Accounting for Law
Estates & Wills & Trusts, Tax

Choosing an ideal executor requires time, consultation

The role of executor is a complex and time-consuming responsibility that requires a knowledgeable and trustworthy candidate, as well as a willingness to consult professionals when necessary, Calgary trusts and estates lawyer Matt Trotta tells AdvocateDaily.com.

As Trotta, a lawyer with Shea Nerland Law, explains, the executor’s function is to complete the administration of a deceased person’s estate.

This includes everything from locating the will, marshalling assets, making funeral arrangements, retaining professionals, settling debts and obligations, making all necessary tax filings, keeping beneficiaries informed, distributing assets, and obtaining beneficiary releases. An executor also acts as a trustee for any testamentary trusts arising from a will unless otherwise stated.

The executor is appointed by the individual drafting a will — once the document is activated, the appointment is in place, but Trotta says a person may decline to accept the position, as long as they have not already taken steps to administer the assets of the estate.         

“As such, it is always recommended to consult with executor candidates to make sure they have an interest in accepting an appointment,” he adds.

Trotta also says the choice of executor should not be made in haste and should always be subject to periodic review and analysis.

“While an executor may be ideal at this point in time, it should also be considered whether this person can carry out the position through from start to finish,” he adds.

An ideal executor, Trotta says, is someone local, reliable, mature, and trustworthy, with some financial or legal background to assist in understanding the multitude of tasks that will arise throughout the course of administering an estate.

In a blended family situation, he says, it is often prudent to appoint an executor who is not interested in the assets of the estate, or someone who may be biased against certain beneficiaries. And in many complex cases, it may be worthwhile to consider the appointment of a professional executor, such as a lawyer or trust company, says Trotta.

Realistically, a wise executor will make use of experts in accounting, law, finance and planning who can point the individual in the right direction, although, he says, "the ultimate decision making authority rests with an executor alone.”

An experienced estate planning lawyer can assist in this process by asking tailored questions to obtain a good understanding of one’s personal estate plans, goals and concerns, and take the time to learn your background, ask probing questions, confirm that you have legal capacity, and are free of any undue influence or coercion.

In terms of possible pitfalls, the executor role is also a highly demanding and time-consuming responsibility that can easily overwhelm an unprepared person and expose them to personal financial risk during what is often a difficult and emotional period for many individuals, says Trotta.
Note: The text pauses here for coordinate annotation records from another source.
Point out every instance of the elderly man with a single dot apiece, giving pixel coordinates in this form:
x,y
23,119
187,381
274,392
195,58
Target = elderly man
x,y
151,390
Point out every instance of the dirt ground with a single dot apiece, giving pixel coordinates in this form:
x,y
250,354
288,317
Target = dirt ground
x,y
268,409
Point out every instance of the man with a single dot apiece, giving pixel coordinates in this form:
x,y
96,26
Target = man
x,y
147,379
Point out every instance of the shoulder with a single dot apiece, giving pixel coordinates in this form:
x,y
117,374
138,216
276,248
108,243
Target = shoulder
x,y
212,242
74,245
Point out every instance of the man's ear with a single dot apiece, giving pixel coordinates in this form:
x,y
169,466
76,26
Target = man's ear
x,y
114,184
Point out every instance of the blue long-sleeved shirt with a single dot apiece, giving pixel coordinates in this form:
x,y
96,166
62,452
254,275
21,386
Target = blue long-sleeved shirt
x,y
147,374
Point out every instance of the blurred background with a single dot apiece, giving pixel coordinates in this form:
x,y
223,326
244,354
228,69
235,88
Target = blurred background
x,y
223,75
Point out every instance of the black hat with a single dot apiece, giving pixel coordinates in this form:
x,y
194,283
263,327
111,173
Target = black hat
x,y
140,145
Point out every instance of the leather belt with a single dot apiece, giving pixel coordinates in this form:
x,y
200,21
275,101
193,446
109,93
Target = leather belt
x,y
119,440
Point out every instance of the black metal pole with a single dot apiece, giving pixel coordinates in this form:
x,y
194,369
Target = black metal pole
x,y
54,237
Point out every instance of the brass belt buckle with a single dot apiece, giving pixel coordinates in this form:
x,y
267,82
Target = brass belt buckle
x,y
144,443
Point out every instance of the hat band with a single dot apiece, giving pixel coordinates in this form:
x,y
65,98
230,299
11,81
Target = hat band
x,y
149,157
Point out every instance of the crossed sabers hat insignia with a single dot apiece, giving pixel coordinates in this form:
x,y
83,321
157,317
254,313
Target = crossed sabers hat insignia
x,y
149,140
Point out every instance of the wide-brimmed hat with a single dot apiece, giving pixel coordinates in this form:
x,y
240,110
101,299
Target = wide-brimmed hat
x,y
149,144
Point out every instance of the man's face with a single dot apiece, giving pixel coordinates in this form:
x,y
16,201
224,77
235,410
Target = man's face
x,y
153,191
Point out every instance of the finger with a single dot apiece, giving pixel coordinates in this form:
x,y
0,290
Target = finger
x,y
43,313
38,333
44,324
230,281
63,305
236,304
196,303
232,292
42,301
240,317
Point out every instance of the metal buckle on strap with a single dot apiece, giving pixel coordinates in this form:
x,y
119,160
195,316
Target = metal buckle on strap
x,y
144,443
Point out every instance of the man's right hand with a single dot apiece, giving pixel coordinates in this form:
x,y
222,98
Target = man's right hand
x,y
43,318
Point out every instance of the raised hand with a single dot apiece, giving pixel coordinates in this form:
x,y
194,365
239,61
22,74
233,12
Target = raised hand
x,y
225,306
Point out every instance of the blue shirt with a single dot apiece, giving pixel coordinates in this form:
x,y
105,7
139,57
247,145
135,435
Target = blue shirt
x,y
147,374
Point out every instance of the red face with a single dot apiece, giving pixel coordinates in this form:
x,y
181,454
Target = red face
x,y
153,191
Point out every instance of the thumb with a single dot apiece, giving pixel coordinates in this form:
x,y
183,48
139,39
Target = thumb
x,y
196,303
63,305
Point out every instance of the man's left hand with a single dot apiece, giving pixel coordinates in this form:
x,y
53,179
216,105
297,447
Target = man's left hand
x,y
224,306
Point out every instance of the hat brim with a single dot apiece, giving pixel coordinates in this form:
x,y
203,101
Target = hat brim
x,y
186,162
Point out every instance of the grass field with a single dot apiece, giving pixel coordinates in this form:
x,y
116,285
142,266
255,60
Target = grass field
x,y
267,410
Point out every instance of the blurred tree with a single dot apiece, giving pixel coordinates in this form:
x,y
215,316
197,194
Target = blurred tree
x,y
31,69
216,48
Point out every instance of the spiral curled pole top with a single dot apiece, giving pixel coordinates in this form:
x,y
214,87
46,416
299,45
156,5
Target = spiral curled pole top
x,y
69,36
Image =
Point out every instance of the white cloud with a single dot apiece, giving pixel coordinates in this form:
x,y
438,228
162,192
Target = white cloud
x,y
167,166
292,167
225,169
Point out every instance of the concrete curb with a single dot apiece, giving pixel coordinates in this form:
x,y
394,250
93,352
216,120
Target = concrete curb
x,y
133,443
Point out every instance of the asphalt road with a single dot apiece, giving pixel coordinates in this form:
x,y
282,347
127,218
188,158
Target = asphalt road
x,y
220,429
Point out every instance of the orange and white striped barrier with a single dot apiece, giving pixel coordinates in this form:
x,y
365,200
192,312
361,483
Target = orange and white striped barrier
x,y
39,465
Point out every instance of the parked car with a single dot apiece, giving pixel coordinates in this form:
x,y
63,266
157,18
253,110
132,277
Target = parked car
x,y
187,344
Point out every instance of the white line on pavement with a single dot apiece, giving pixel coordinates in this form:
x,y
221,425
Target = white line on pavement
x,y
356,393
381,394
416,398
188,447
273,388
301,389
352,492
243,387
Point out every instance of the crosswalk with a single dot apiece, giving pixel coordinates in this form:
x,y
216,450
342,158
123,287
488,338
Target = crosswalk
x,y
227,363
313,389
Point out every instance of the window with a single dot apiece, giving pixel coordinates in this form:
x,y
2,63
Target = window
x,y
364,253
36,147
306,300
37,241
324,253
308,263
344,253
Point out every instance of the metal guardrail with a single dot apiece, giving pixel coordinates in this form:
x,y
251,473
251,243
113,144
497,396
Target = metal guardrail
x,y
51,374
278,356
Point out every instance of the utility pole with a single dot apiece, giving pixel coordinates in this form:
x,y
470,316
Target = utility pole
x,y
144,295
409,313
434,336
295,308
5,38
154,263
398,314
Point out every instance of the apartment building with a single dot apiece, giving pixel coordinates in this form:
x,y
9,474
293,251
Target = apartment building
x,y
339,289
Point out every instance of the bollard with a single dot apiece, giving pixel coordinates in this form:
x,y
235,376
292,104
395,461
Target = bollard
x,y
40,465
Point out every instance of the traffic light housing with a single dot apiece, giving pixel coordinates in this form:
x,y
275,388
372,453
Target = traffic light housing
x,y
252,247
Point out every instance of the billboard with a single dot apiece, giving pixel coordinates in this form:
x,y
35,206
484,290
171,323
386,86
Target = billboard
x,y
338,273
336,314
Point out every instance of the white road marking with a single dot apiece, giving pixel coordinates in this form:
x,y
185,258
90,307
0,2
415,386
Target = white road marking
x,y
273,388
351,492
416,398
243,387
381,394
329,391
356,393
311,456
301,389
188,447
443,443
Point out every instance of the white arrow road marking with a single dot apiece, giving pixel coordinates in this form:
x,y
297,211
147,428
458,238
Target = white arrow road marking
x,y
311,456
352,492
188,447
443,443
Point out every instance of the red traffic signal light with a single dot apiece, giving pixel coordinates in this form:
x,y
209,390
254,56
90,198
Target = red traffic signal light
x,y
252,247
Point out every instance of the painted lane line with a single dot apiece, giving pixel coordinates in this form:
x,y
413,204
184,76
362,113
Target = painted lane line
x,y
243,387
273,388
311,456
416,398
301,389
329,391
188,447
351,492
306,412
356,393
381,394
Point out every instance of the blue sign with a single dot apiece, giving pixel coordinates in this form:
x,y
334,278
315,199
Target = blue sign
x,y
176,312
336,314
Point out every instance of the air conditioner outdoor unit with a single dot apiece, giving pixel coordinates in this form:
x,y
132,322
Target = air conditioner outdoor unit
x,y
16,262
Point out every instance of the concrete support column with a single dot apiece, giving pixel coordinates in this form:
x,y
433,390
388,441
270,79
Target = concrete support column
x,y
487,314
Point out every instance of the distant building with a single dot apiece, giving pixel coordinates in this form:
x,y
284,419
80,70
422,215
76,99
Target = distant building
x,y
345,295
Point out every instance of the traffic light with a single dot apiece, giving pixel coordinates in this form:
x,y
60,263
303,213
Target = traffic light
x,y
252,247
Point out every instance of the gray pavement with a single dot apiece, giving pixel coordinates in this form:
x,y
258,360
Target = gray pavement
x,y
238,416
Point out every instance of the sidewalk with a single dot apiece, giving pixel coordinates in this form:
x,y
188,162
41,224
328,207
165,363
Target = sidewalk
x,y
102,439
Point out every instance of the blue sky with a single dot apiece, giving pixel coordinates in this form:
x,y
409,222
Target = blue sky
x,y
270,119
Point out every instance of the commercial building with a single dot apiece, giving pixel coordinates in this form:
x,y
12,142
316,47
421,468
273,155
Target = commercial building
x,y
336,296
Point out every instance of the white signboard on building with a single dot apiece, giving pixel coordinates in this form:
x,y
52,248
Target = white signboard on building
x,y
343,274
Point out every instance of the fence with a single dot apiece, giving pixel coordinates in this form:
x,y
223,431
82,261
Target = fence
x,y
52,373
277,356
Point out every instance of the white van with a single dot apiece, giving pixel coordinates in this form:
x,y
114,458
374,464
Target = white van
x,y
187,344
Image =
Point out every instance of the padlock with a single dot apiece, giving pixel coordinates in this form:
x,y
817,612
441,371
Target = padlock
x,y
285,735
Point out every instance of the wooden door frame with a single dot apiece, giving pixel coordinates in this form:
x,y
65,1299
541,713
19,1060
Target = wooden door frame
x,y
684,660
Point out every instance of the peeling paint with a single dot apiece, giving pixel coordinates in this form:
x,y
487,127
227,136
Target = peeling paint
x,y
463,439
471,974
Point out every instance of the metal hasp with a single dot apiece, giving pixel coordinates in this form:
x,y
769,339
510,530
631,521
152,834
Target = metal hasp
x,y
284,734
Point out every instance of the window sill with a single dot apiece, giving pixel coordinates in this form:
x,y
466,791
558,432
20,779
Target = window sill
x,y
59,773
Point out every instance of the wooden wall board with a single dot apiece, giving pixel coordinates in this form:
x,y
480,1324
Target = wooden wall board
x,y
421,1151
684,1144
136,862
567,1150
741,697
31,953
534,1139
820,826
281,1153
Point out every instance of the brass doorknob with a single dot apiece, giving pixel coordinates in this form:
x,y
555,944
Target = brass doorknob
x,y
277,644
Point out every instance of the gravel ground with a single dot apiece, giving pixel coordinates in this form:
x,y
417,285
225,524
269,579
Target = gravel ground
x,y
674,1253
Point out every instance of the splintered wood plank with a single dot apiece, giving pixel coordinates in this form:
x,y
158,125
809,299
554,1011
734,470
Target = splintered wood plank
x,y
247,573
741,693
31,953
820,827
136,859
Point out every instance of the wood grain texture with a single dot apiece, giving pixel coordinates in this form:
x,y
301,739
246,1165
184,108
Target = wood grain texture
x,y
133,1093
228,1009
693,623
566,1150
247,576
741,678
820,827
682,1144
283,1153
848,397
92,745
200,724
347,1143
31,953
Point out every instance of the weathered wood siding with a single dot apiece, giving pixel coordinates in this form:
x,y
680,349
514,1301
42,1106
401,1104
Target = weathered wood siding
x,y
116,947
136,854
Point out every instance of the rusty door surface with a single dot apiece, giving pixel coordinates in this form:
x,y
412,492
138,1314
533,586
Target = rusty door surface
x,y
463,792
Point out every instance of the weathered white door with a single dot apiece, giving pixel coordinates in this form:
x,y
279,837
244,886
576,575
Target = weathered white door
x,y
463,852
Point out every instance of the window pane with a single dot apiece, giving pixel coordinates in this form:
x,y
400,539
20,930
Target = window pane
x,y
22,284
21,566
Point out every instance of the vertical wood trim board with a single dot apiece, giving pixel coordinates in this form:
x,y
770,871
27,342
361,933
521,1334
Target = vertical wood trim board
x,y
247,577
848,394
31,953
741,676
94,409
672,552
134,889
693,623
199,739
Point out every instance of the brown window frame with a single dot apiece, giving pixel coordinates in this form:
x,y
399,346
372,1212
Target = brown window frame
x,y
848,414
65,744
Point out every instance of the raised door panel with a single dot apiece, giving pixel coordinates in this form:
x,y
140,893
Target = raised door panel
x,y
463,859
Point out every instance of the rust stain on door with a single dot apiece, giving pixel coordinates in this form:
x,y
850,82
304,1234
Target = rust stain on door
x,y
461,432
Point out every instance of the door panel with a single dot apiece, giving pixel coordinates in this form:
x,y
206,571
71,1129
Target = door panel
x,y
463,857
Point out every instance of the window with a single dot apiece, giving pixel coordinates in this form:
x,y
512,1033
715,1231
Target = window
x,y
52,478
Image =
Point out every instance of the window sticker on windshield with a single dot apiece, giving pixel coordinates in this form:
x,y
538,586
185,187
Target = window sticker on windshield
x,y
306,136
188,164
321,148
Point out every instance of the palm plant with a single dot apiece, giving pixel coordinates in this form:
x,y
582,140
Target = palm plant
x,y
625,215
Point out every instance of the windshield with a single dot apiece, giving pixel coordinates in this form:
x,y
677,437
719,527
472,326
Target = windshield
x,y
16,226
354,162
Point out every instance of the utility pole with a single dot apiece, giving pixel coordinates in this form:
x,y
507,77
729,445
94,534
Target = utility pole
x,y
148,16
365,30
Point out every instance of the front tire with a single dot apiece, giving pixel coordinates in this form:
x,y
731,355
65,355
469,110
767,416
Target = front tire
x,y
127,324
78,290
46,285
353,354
“Many people believe that estates with relatively few assets are simple to administer and that they can get away with little or no estate planning. However there are very few simple estates, as most people will have some level of complexity, whether it is based on assets, citizenship, family, planning, or even something as avoidable as a poorly drafted will from a store-bought will kit or an unqualified lawyer,” he says.

Executors can run into trouble when they do not follow or understand the terms of the will or when they misunderstand their tax-related responsibilities.

“An uninformed executor can easily miss important tax filing deadlines, and distribute assets before satisfying any outstanding obligations with the CRA or other creditors,” says Trotta.

Unqualified executors may also neglect to keep proper financial records, may dispose of property, securities or other assets without obtaining valuations, or fail to act fairly towards all beneficiaries, he adds.

Another critical error that can have a significant impact on an estate can arise when an executor does not seek advice from relevant professionals, such as accountants or lawyers, says Trotta.

“For example, there are certain tax filing opportunities that exist on the year of death. If an executor prepares and files the terminal tax return without investigating if these opportunities exist for the estate, the estate may end up paying more taxes then it needs to.

Ultimately, by hiring professionals who are knowledgeable about these benefits, “the executor is not only saving the estate money but also fulfilling their responsibilities to act in the best interests of the estate and its beneficiaries,” says Trotta.